IV ) LES NÉGOCIATIONS ?

Dans le cadre de la réforme, il est indispensable de redéfinir les différents intitulés correspondant à la fiche – devis –, ainsi qu’à celle relative au – plan de financement –.

 

SOUTIEN DISTRIBUTEUR ?

Nous proposons également, qu’en ce qui concerne les films de coproduction minoritaires français, une pondération relative au montant du soutien distributeur puisse être instituée.
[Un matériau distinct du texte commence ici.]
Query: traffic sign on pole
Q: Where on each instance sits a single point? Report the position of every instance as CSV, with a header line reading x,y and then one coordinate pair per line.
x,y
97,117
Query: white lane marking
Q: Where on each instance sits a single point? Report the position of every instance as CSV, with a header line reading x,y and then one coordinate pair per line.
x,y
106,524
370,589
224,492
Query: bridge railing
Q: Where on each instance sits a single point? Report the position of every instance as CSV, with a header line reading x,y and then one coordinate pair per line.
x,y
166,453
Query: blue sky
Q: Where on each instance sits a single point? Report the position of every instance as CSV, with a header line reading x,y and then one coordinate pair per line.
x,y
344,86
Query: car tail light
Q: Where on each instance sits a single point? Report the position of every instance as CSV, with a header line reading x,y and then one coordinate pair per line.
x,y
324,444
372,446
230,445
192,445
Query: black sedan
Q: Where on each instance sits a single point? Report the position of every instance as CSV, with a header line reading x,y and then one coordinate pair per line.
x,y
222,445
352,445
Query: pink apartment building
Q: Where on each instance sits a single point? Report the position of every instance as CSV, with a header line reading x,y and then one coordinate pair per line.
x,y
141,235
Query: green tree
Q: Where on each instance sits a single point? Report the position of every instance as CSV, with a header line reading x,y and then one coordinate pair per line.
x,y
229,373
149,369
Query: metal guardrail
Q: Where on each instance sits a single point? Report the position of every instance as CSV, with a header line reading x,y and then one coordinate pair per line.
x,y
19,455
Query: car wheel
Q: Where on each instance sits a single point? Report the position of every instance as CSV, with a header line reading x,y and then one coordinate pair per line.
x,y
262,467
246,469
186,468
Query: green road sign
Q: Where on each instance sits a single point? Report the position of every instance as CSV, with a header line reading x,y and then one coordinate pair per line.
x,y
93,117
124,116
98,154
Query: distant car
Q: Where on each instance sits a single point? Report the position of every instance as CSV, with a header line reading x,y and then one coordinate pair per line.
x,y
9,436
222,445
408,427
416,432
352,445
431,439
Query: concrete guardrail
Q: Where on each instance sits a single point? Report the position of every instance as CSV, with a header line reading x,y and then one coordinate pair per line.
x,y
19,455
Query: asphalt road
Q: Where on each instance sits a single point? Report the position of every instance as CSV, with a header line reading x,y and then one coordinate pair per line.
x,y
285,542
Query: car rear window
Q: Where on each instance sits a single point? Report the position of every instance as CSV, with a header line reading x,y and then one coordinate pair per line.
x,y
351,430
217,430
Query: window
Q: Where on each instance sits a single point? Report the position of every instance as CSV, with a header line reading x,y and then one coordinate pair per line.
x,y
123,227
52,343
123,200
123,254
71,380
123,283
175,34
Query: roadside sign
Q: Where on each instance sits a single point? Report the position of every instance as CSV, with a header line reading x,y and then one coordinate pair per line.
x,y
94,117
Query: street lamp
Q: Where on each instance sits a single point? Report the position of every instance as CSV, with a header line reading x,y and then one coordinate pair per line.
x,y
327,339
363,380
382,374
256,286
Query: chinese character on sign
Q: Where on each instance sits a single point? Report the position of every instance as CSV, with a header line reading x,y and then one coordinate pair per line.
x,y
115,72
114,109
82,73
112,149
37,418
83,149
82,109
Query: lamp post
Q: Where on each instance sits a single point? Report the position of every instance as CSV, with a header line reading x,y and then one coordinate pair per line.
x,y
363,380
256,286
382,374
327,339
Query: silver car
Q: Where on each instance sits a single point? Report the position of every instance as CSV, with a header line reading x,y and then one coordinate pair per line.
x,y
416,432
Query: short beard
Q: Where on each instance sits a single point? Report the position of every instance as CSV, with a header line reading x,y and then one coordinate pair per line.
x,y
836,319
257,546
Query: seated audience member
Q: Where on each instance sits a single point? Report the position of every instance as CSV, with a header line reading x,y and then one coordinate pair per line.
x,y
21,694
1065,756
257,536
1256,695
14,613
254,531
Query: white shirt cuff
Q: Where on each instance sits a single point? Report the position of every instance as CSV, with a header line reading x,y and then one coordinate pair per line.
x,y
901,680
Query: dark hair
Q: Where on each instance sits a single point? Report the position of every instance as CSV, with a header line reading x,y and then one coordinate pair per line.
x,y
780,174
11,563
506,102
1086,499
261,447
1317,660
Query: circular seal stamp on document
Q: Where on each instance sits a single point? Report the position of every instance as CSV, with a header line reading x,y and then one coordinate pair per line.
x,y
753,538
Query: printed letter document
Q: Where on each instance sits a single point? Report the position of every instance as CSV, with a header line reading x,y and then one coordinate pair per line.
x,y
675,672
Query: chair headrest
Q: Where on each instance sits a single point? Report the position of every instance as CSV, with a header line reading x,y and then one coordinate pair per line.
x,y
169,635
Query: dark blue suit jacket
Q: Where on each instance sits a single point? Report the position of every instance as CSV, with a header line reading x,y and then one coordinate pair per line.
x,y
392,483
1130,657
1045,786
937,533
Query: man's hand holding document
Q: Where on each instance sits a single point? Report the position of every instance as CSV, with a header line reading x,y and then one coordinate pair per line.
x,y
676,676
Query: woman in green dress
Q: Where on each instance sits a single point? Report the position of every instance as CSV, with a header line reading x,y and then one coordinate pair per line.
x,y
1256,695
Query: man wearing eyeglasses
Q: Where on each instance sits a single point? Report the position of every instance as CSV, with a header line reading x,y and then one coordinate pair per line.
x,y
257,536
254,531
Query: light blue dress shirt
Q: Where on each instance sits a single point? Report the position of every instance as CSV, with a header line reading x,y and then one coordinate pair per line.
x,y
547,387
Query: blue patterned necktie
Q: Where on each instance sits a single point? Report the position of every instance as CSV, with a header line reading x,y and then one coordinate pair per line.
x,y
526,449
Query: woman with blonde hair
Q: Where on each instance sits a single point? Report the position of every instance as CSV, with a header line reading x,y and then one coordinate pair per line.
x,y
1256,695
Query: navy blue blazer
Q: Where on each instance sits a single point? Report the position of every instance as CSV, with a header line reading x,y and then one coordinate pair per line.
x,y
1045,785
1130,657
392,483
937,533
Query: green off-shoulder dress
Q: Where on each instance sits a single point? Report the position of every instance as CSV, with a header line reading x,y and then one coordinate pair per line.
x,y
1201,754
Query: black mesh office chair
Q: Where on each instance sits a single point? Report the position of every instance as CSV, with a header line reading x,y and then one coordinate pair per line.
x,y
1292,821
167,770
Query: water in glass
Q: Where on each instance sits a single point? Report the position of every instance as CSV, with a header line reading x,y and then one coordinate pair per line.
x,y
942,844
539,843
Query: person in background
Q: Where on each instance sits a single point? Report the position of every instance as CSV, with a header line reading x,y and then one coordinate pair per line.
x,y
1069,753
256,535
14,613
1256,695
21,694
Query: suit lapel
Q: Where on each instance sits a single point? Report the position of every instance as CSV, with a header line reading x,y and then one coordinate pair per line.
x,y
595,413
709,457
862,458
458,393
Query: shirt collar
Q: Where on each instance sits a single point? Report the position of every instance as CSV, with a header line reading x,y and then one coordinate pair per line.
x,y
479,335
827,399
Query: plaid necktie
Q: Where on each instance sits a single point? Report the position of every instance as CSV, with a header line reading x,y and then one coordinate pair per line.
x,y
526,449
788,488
En effet, un film qui ne comporte artistiquement et techniquement aucun élément français ne saurait bénéficier d’un soutien distributeur égal à la distribution d’un film comportant des élément artistiques et techniques français.

 

LA CONCURRENCE FISCALE ?

La concurrence économique sur les dépenses d’emploi résultant des disparités fiscales en matière de crédit d’impôt et de tax-shelters, existant entre la France et les pays étrangers, ne doit pas permettre au producteur délégué de remettre en cause l’emploi des ouvriers et des techniciens résidents français et de pouvoir bénéficier du Fonds de soutien (investissement et génération) sans qu’un abattement spécifique sur le Fonds de soutien soit institué afin de dissuader les producteurs de supprimer l’emploi sur les films d’initiative française au profit du coproducteur minoritaire étranger.


 

LES ENJEUX DE LA RÉFORME CONDITIONNENT :

- l'emploi et l’existence de la vie professionnelle de tous les ouvriers et des techniciens,

- conditionnent l’existence de notre Industrie et du Cinéma français

Tous les ouvriers et techniciens

doivent faire – leurs – les propositions de réforme du SNTPCT.

 

La réforme doit mettre un terme à la situation actuelle qui exclut de l’emploi et relègue au chômage ou au RSA trop d’ouvriers et de techniciens.